Continued Medicaid margin deterioration if rates remain inadequate; Further Medicare Advantage rate cuts from CMS; Political/regulatory headlines (prior authorization, congressional scrutiny); Carelon integration challenges with multiple acquisitions

Catalysts

Medicaid rate catch-up as states adjust for higher member acuity (Q2-Q4 2025); Carelon growth inflection with specialty pharmacy and services scaling; Medicare Advantage enrollment growth of 7-9% in 2025; Healthcare defensive rotation - Seth Klarman +114% position increase; Return to 12% EPS growth algorithm as temporary headwinds pass

9 VERDICT WAIT
B+ Quality Moderate - Higher leverage typical for insurers (1.77x D/E), but 7x interest coverage provides buffer. FCF declined in 2024-2025 due to Medicaid issues.
Strong Buy$250
Buy$300
Fair Value$450

Add to watchlist; begin accumulating at $300 (12x earnings); aggressive buying at $250 (10x earnings)

🧠 ULTRATHINK Deep Philosophical Analysis

Elevance Health (ELV) - Deep Philosophical Analysis

A Buffett/Munger/Klarman Meditation on Healthcare Insurance


The Core Question: What Is Elevance Health, Really?

Strip away the corporate language, the acronyms, the PowerPoint slides.

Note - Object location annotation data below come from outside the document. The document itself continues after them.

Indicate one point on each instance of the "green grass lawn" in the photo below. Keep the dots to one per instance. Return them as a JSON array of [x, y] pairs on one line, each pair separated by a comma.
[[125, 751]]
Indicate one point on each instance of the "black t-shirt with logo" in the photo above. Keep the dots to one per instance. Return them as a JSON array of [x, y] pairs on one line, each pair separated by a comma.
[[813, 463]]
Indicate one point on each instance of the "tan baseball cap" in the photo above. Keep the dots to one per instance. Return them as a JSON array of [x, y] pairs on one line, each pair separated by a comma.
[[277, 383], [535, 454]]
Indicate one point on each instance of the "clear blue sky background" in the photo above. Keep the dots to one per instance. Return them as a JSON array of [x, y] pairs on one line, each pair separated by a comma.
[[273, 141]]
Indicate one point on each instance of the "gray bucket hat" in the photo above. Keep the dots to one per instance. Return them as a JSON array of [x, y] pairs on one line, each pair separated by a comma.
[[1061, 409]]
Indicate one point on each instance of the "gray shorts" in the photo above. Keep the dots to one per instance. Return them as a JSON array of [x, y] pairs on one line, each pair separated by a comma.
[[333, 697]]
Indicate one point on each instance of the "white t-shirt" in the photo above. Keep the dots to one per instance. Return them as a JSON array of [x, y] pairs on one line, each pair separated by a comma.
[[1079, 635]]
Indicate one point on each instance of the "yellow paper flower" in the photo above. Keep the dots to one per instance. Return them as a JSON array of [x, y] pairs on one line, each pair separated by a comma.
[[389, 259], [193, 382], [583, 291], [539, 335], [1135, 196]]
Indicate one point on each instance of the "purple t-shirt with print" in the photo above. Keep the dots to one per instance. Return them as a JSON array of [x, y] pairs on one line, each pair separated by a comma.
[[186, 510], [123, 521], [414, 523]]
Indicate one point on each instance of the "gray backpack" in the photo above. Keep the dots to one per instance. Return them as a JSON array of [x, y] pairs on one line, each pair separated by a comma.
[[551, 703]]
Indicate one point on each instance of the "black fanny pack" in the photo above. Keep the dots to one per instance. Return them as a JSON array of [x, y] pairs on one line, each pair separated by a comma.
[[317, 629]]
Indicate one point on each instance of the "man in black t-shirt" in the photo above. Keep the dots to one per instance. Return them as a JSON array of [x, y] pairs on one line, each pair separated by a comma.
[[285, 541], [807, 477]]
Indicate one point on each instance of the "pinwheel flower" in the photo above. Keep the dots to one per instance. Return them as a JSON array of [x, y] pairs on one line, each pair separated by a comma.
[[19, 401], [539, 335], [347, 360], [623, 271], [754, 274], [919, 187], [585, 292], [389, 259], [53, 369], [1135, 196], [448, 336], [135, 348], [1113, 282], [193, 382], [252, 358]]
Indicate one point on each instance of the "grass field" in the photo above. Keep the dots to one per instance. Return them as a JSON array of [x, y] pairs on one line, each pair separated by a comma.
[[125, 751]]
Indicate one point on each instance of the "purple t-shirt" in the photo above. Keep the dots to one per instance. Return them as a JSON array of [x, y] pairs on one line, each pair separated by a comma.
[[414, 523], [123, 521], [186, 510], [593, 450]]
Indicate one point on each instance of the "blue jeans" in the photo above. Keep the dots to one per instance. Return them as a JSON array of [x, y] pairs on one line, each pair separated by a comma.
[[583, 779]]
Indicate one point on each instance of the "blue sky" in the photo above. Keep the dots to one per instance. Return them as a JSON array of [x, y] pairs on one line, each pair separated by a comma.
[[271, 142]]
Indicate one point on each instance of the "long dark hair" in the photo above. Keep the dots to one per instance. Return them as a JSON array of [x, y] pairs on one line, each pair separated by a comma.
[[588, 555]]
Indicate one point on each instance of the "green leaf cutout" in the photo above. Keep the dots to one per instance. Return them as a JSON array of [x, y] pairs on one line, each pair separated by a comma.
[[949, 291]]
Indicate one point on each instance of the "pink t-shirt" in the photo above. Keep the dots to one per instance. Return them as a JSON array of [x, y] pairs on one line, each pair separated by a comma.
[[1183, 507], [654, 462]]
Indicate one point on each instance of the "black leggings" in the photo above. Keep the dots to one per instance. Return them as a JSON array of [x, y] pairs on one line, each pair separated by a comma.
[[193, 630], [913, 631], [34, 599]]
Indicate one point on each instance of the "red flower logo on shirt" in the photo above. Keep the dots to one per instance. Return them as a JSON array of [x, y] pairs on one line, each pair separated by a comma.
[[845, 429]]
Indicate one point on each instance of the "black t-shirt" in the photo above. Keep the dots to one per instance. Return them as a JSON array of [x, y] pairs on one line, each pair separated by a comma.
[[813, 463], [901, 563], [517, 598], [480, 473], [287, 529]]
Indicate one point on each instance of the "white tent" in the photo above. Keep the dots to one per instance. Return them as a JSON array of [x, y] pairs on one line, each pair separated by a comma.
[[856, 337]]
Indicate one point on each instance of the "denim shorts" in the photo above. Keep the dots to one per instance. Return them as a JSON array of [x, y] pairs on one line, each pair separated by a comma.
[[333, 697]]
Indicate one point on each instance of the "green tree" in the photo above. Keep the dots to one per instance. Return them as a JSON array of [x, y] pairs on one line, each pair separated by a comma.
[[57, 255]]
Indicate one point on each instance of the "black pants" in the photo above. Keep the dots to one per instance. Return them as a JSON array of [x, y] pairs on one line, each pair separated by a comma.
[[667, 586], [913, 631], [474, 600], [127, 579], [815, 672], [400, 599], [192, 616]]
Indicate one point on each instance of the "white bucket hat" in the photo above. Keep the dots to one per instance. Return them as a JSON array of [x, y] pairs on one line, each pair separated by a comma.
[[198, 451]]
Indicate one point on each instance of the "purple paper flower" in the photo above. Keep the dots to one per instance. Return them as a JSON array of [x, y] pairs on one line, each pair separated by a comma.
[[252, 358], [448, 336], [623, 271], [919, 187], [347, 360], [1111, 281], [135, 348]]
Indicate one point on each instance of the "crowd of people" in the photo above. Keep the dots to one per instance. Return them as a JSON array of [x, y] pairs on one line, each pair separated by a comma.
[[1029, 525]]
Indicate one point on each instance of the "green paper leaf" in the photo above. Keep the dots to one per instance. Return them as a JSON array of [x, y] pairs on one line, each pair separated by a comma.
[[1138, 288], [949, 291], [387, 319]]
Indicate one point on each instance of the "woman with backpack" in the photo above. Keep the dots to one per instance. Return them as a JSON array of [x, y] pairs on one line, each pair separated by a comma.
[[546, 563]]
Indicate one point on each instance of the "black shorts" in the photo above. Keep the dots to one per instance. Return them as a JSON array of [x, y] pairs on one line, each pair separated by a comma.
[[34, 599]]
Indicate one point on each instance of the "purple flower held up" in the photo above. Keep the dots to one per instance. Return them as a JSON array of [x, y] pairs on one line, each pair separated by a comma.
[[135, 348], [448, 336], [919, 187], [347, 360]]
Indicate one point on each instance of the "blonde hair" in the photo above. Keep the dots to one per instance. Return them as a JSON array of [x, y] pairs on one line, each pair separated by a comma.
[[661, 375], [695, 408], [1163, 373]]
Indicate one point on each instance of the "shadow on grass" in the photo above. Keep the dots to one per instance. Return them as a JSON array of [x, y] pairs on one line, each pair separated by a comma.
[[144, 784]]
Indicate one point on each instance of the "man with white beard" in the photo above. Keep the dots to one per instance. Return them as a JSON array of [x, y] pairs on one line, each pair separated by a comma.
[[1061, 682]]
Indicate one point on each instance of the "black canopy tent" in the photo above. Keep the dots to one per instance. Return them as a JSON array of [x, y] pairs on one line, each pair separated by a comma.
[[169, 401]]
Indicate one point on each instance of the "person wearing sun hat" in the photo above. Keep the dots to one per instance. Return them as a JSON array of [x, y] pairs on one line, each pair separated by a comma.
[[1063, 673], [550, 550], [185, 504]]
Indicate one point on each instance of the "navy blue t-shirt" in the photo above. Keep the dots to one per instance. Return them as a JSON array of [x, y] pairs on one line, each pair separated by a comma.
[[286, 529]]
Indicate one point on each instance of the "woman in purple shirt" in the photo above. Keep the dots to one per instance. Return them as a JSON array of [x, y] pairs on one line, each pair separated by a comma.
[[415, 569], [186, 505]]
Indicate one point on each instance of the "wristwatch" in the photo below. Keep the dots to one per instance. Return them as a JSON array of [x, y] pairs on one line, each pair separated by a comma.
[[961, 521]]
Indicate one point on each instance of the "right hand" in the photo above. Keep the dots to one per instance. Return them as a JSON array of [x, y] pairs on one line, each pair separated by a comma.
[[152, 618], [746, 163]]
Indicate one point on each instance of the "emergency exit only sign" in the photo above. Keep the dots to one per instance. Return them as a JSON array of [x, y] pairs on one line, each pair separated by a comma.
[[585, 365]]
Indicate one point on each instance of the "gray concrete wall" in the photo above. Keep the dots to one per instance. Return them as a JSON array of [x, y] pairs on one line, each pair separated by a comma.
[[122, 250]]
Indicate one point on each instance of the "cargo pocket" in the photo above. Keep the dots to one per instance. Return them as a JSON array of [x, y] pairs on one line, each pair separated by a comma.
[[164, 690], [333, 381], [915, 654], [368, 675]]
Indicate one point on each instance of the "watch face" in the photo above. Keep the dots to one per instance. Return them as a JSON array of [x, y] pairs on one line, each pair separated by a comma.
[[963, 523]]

What does Elevance Health actually do?

At its essence, Elevance collects money from employers, individuals, and the government. It then decides which medical bills to pay and which to deny. The profit comes from the spread - premiums in minus claims paid out. Everything else is noise.

This is both the business's strength and its vulnerability. Strength because as long as people need healthcare (always), someone must intermediate the payment. Vulnerability because no one actually likes their health insurer. Doctors resent the prior authorizations. Patients resent the denials. Employers resent the premium increases. Politicians resent the profit margins.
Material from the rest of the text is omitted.